Isolating network issues to a physical host NIC

Products

VMware vSphere ESXi VMware NSX

Issue/Introduction

NIC failures can be deceptive when the vSphere OS is not detecting any issues, such as link state down criteria 128.
The NIC driver provides most of the health information needed for detection of physical NIC issues.
This article addresses events when the vSphere OS successfully passes packets to the NIC, yet the packets do not arrive at the next hop. The physical link state reports as up.

Environment

VMware NSX
Vmware vSphere ESXi

Cause

To detect whether the issue is the NIC or the physical cable between NIC and the next hop interface, captures at the host and the next hop upstream switch are necessary.

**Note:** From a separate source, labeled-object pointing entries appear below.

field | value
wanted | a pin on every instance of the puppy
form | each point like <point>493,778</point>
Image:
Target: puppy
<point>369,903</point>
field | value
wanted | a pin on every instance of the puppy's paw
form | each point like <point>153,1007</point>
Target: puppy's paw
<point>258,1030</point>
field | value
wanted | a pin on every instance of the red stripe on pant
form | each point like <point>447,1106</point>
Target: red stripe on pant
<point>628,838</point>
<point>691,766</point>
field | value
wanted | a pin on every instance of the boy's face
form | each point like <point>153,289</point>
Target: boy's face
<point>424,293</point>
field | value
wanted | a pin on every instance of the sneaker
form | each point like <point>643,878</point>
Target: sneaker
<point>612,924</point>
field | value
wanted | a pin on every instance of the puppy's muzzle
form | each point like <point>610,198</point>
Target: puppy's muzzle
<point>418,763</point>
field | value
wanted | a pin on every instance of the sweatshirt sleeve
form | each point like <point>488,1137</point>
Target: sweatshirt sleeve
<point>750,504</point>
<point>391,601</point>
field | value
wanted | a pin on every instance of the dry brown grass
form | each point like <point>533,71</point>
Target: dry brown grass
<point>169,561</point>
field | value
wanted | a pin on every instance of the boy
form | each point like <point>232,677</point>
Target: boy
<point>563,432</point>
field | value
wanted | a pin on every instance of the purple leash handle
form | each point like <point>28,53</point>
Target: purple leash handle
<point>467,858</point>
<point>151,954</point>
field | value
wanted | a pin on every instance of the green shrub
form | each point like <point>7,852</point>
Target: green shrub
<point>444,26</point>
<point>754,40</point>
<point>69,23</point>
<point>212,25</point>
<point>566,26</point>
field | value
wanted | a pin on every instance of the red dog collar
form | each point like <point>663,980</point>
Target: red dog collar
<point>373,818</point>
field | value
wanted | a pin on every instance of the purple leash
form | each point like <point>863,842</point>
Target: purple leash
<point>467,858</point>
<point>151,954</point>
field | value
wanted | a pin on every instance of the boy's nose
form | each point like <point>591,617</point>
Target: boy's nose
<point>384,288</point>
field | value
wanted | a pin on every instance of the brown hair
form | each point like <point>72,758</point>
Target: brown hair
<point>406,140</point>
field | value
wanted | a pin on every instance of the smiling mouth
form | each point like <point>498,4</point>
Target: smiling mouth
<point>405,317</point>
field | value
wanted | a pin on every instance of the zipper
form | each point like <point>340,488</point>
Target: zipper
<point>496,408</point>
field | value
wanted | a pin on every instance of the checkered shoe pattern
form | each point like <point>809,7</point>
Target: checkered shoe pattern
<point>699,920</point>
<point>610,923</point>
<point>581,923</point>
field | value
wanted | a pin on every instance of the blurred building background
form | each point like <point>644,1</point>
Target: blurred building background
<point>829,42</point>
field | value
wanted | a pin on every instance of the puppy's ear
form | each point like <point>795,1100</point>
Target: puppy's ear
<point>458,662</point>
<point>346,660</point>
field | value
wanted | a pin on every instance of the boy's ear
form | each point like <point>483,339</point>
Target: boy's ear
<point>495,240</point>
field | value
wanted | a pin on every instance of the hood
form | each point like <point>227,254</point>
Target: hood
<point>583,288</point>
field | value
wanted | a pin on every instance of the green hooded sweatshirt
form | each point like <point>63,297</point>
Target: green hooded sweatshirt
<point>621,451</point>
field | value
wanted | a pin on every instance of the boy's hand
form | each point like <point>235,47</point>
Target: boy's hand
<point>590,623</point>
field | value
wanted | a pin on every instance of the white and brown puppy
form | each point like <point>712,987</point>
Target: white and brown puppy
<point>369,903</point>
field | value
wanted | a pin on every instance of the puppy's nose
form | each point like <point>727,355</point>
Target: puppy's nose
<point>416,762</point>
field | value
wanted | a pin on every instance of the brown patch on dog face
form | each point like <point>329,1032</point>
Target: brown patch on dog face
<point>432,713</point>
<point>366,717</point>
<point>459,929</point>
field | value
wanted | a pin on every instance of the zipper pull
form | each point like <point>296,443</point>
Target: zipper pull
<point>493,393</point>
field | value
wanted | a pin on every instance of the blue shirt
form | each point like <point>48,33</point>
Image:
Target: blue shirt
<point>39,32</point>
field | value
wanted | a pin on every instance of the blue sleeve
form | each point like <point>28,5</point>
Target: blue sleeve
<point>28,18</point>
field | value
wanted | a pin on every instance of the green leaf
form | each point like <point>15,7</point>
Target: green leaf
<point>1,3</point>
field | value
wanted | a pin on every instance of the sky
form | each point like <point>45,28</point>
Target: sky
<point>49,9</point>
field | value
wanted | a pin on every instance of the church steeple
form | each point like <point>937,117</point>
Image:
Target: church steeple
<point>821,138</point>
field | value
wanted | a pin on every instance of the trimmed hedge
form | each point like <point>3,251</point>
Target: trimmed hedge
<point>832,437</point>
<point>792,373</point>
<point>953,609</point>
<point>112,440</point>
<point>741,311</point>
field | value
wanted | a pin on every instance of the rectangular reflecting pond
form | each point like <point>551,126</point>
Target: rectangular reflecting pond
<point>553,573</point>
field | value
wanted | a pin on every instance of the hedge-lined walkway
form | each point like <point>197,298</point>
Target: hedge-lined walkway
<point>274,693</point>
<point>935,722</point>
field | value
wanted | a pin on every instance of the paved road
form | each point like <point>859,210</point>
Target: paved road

Starting with point 1, this diagram shows an ARP request leaving a virtual machine, traversing the virtual switch, getting sent to the physical NIC, and leaving the ESXi host. This is the standard expected behavior for all packets leaving an ESXi host and entering the physical network.

Testing at the host:

Ensure Source VM is sending packets to the vswitch
Testing Setup:
Start a continuous ping from the source VM to its gateway
Identify switchport number:
esxcli vm process list | less
Search list for VM name and record the World ID (WID)
esxcli network vm port list -w <WID>
Record the switchport number and uplink.
Alternatively esxtop option "n" can be used to identify the switchport and uplink if the list is short.
Packet captures
1. Packet Trace:
  1. The trace shows what points the packet traverses through the virtual network datapath (vSwitch).
  2. The ARP request leaves the VM via the VnicTx point. It passes through the ESXi host network stack to the UplinkSndKernel point, which is the last point where vSphere can see it.
  3. This is where the packet is handed off to the physical NIC of the host.
  4. This command is proof of the handling of the packet.pktcap-uw --trace --ip <IP of VM or destination>
    
    The assumption made at this point is the packet has been given to the NIC and the NIC has sent it to the next upstream interface.
2. Switchport capture:
  
  pktcap-uw --swithchport <switchport ID> --capture VnicTx,VnicRx --ng -o - |tcpdump-uw -enr -This is a bidirectional capture showing the VM's transit of packets, and the VM's receipt of incoming packets.
  Focus on what packets are visible. Note if ARP packets are only ARP request "who has ..."
3. Uplink Capture:
  pktcap-uw --uplink <vmnicX> --capture UplinkSndKernel,UplinkRcvKernel --ng -o - |tcpdump-uw -enr -
  This is a bidirectional capture showing the ESXi host's transit of packets, and the host's receipt of incoming packets.
  Note if the ARP request packet is seen at UplinkSndKernel and if there is an ARP reply seen at UplinkRcvKernel.
  
  Based on the observations, the next steps will require similar testing and captures performed at the next upstream switch interface.
  If the uplink capture on the host shows ARP requests UplinkSndKernel capture point and no ARP reply at UplinkRcvKernel, then it is assumed that the NIC sent the packet upstream.
  The upstream test is performed by persons that have access to the upstream physical switch.
  
  There are two scenarios that can occur:

1. - The ARP arrives and the request is responded to with an ARP reply.
  - The ARP does not arrive and no ARP reply is generated.
    
    This scenario is when it is assumed that the ARP request was forwarded by the NIC to the switch. Testing at the switch shows a healthy switch interface with no indication of the connection medium having issues statistically (i.e. There are no CRCs seen incrementing at the interface). No ARP reply will be generated since no ARP request arrives at the interface.
    
    The ARP request is seen at the UplinkSndKernel capture point, thus the ESXi OS has delivered the packet to the physical NIC driver and the assumption is made that the packet is now on the wire heading to the next switchport upstream.
    
    However, the upstream switchport is not receiving the ARP request, and testing has found the upstream switchport to be healthy and the connection medium to be error free. This leaves only the physical NIC as suspect. The next check is to migrate the test source VM to another host and determine if the issue follows it to the next host. If the issue does not follow the VM, then the issue is isolated to the original host. If the issue moves with the VM, then more investigation is needed.

Resolution

Replace the physical NIC in the ESXi host.

Additional Information

This method does not cover what might be seen in the nicinfo.sh data or logs.
This is a method for troubleshooting this specific issue live.
There will not be any criteria 128 error messages seen in the host's vmkernel.log or vobd.log.
Packet captures are assumed to have been used to verify the VM is sending ARP requests.
Packet captures show ARP requests leaving the capture point UplinkSndKernel towards the upstream switch.